November 17, 2005
[RAHU] Primary Hard Drive Replaced

The first hard drive (c1t0d0) failed a few days ago, and Sun shipped out a replacement today. I have replaced the drives and the mirrors are currently resyncing.

The replacement procedure is as follows:

  • Install new drive in spare drive slot, then run devfsadm to make Solaris recognize the new drive.
  • Run dd if=/dev/rdsk/c#t#d#s2 of=/dev/rdsk/c#t#d#s2 and cancel shortly thereafter to copy the partition table to the new drive (input is remaining good drive, output is new drive).
  • Remove the new drive from the spare drive slot.
  • For each mirror on the mirror set, run metadetach -f MIRROR SUBMIRROR followed by metaclear SUBMIRROR. This removes the failed drive from the mirror set.
  • If there are any state database replicas on the failed drive, run metadb -d c#t#d#s# to remove them.
  • Remove the failed drive.
  • Insert the new drive.
  • Run devfsadm to rebuild the devices.
  • Run metadevadm -u c#t#d# to tell SVM about the new drive information.
  • Recreate the state database replicas on the new drive with metadb -a -c # c#t#d#s#
  • For each mirror, run metainit SUBMIRROR 1 1 c#t#d#s# for the new drive, followed by metattach MIRROR SUBMIRROR to attach the mirror and begin resyncing.
Posted by littejo at 04:04 PM, updated 08:02 PM November 17, 2005
[EYEWI] DLT Drive Replaced

The standalone DLT4000 (Dell PowerVault 110T) tape drive that we used for backing up the catalog was exhibiting problems yesterday and EYEWI was refusing to recognize its presence on the SCSI chain. I replaced the drive with a DLT1 drive, reconfiguring NetBackup in the process (NetBackup doesn’t directly use the drive, but it does know about it).

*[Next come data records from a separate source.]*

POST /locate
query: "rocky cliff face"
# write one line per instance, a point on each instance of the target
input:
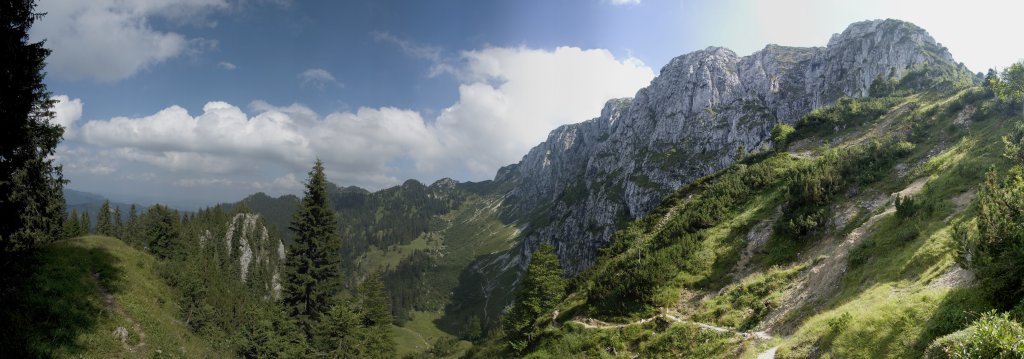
(692, 120)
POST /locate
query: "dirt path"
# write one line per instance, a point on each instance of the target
(121, 332)
(826, 276)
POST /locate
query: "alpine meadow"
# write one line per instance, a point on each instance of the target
(511, 179)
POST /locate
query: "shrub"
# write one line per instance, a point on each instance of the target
(993, 335)
(780, 136)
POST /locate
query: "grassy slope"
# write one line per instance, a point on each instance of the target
(891, 303)
(460, 237)
(896, 306)
(82, 290)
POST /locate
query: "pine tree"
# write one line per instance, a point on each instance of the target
(541, 290)
(163, 231)
(86, 223)
(71, 225)
(103, 219)
(312, 273)
(376, 310)
(32, 206)
(117, 228)
(339, 333)
(131, 228)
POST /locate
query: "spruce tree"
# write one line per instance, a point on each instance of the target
(32, 206)
(312, 273)
(376, 310)
(117, 228)
(86, 223)
(71, 225)
(163, 231)
(103, 219)
(540, 293)
(131, 227)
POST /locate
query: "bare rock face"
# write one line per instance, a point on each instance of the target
(702, 109)
(259, 257)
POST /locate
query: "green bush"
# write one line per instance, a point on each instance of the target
(993, 335)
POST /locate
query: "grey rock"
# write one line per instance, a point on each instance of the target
(586, 178)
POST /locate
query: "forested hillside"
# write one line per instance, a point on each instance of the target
(876, 227)
(860, 199)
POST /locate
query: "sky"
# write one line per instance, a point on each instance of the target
(193, 102)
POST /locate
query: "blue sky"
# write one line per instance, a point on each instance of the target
(198, 101)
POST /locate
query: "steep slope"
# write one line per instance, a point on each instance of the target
(701, 110)
(95, 297)
(810, 252)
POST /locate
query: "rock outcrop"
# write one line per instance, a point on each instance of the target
(258, 257)
(702, 109)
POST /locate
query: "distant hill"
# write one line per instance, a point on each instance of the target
(86, 202)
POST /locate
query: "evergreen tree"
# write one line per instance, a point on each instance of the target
(103, 219)
(131, 227)
(995, 249)
(32, 206)
(1010, 87)
(163, 231)
(339, 333)
(86, 223)
(117, 228)
(312, 273)
(71, 225)
(540, 293)
(376, 311)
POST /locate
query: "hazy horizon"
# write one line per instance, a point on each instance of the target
(207, 101)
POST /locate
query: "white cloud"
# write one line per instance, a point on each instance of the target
(110, 40)
(509, 99)
(494, 124)
(66, 113)
(410, 48)
(316, 78)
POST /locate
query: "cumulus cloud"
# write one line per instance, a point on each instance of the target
(509, 99)
(512, 97)
(66, 113)
(432, 53)
(110, 40)
(316, 78)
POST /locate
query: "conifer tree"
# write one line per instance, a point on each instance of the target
(32, 206)
(103, 219)
(131, 227)
(312, 273)
(375, 307)
(71, 225)
(163, 231)
(541, 290)
(86, 223)
(117, 228)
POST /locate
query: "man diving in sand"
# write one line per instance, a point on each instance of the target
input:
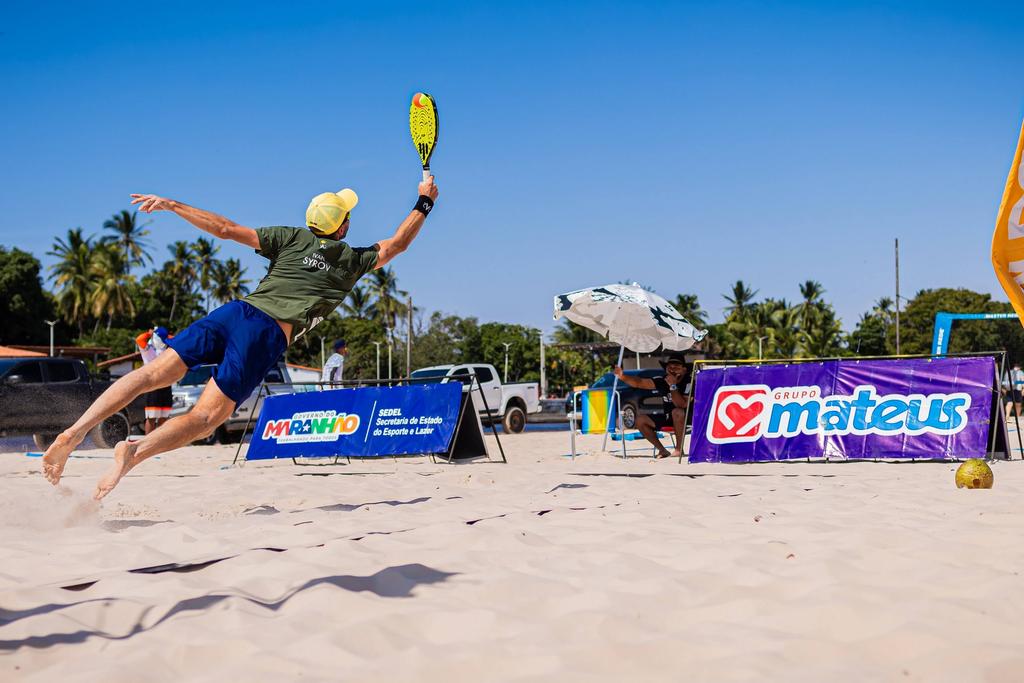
(311, 271)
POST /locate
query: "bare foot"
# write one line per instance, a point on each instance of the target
(124, 460)
(56, 457)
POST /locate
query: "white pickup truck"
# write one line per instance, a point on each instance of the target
(509, 403)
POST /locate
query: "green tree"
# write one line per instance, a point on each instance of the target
(227, 282)
(130, 237)
(870, 337)
(110, 295)
(73, 274)
(740, 297)
(358, 303)
(182, 272)
(24, 304)
(387, 306)
(205, 259)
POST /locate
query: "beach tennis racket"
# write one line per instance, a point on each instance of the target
(423, 127)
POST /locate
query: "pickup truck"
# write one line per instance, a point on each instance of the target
(42, 396)
(508, 403)
(278, 380)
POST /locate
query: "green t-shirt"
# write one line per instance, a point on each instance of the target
(308, 278)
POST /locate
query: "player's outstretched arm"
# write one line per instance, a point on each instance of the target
(410, 227)
(207, 221)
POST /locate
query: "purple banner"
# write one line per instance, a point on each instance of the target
(908, 409)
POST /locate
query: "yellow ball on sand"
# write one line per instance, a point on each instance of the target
(974, 473)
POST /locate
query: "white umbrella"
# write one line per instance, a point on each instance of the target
(630, 315)
(633, 317)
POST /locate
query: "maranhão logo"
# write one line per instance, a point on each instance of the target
(311, 426)
(749, 412)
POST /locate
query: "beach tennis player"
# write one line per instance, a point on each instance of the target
(675, 397)
(311, 271)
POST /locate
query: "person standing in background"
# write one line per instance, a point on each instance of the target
(334, 369)
(158, 402)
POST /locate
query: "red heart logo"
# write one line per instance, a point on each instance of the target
(737, 414)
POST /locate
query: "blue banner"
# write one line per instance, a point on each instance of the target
(365, 422)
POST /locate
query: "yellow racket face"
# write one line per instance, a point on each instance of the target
(423, 126)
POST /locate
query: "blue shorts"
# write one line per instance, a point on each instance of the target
(243, 341)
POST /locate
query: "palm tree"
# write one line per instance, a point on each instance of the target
(205, 253)
(73, 273)
(357, 303)
(812, 292)
(128, 233)
(227, 281)
(387, 307)
(110, 280)
(824, 337)
(740, 299)
(181, 268)
(689, 307)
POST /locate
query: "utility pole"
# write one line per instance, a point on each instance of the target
(897, 296)
(544, 371)
(51, 324)
(507, 344)
(409, 339)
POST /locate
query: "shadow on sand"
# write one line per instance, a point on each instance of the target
(396, 582)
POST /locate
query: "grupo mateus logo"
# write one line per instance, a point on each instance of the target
(311, 426)
(750, 412)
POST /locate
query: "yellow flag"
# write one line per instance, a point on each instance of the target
(1008, 240)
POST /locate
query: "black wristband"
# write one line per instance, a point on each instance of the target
(424, 205)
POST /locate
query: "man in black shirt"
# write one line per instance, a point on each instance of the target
(674, 388)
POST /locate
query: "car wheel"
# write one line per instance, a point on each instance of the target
(43, 441)
(514, 421)
(111, 431)
(629, 416)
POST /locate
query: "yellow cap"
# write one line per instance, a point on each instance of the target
(328, 211)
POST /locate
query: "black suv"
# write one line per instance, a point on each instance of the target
(42, 396)
(635, 401)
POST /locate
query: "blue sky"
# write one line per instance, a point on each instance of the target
(680, 144)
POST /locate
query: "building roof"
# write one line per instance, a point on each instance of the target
(11, 352)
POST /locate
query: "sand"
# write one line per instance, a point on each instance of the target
(542, 569)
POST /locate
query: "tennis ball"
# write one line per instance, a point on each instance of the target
(974, 473)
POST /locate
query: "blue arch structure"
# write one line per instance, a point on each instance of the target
(944, 324)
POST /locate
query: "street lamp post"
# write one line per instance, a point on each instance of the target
(51, 324)
(507, 344)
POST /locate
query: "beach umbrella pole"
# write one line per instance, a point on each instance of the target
(614, 401)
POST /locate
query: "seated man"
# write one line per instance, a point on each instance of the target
(674, 388)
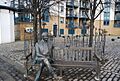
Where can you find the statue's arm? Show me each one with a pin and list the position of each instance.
(37, 50)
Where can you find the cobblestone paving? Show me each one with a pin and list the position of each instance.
(110, 71)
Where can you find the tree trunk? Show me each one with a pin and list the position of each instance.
(35, 28)
(91, 32)
(40, 27)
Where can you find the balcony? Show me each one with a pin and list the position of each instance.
(71, 15)
(118, 1)
(117, 9)
(72, 25)
(83, 16)
(117, 25)
(117, 17)
(72, 4)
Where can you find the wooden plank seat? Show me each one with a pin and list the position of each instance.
(73, 57)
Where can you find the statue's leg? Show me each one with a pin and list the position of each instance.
(38, 75)
(49, 67)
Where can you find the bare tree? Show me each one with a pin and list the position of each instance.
(92, 15)
(36, 8)
(96, 8)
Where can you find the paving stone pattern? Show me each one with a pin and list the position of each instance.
(110, 71)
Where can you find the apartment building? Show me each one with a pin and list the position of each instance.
(69, 17)
(110, 17)
(6, 22)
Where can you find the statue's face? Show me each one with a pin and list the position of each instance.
(45, 38)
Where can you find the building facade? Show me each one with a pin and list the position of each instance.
(6, 22)
(69, 17)
(109, 19)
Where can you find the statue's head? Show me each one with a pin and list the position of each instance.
(45, 36)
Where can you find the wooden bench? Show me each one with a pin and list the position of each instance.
(73, 57)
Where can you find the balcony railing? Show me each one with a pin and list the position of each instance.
(75, 4)
(72, 15)
(117, 17)
(117, 9)
(117, 0)
(117, 25)
(72, 25)
(83, 16)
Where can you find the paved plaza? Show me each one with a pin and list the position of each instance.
(12, 68)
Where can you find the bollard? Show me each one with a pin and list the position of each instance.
(112, 39)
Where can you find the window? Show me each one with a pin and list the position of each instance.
(106, 22)
(45, 30)
(46, 16)
(71, 31)
(61, 19)
(62, 8)
(61, 31)
(106, 14)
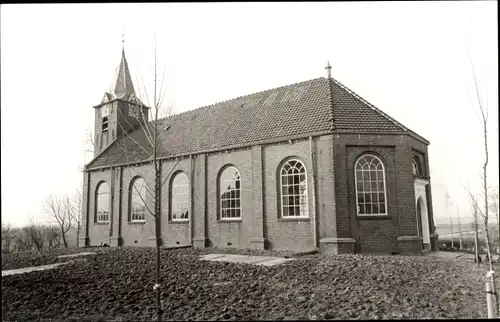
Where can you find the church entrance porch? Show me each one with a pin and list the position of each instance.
(422, 213)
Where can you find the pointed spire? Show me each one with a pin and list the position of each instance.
(329, 70)
(123, 84)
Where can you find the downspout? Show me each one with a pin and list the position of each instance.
(315, 208)
(191, 193)
(111, 211)
(120, 239)
(87, 217)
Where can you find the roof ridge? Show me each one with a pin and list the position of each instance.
(239, 97)
(368, 104)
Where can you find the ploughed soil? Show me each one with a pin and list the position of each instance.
(117, 284)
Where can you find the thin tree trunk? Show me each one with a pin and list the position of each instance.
(157, 201)
(451, 227)
(78, 235)
(459, 229)
(64, 237)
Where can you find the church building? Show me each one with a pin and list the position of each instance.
(306, 166)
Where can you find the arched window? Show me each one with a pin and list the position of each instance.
(293, 189)
(230, 193)
(102, 202)
(179, 197)
(416, 167)
(137, 198)
(370, 186)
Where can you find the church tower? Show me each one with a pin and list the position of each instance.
(120, 110)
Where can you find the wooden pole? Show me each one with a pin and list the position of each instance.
(459, 229)
(490, 302)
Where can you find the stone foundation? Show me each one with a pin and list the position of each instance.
(84, 241)
(200, 242)
(337, 245)
(115, 241)
(434, 242)
(410, 245)
(258, 243)
(152, 241)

I also removed the Overland DLT library from the system and powered it off, again telling NetBackup about the changes. I’ve removed most of the DLT media from the media manager except for a few tapes that seem to be “assigned” and can’t be deleted.

Posted by littejo at 12:58 PM
November 10, 2005
[ROJ] CPU Error

CPU1 on ROJ experienced an error last night which caused the system to record a crash dump and reboot. I opened a support case with Sun, and this is apparently a problem with the UltraSPARC II chip that is acceptable if it happens once, but further occurrences would warrant a replacement of the CPU.

Sun has recorded this case in their Best Practices Database; the case number is 64806912. They have system logs for reference, indicating the affected CPU. If this happens again, we should reference this case number so that support can determine whether a CPU replacement is necessary.

Posted by littejo at 03:24 PM
November 04, 2005
[RAHU] Update: Groups Home

The other two 500GB Xserve RAID volumes were added together to make another 1TB Veritas volume for groups directory storage; we are in the process of migrating this data from PAX to RAHU.

Posted by littejo at 12:50 PM
[PAX] Update: Migrating to RAHU

Most data on PAX is slowly migrating to RAHU. Home directories were completely migrated just prior to fall semester, 2004. We are in the process of migrating groups directories to RAHU as well.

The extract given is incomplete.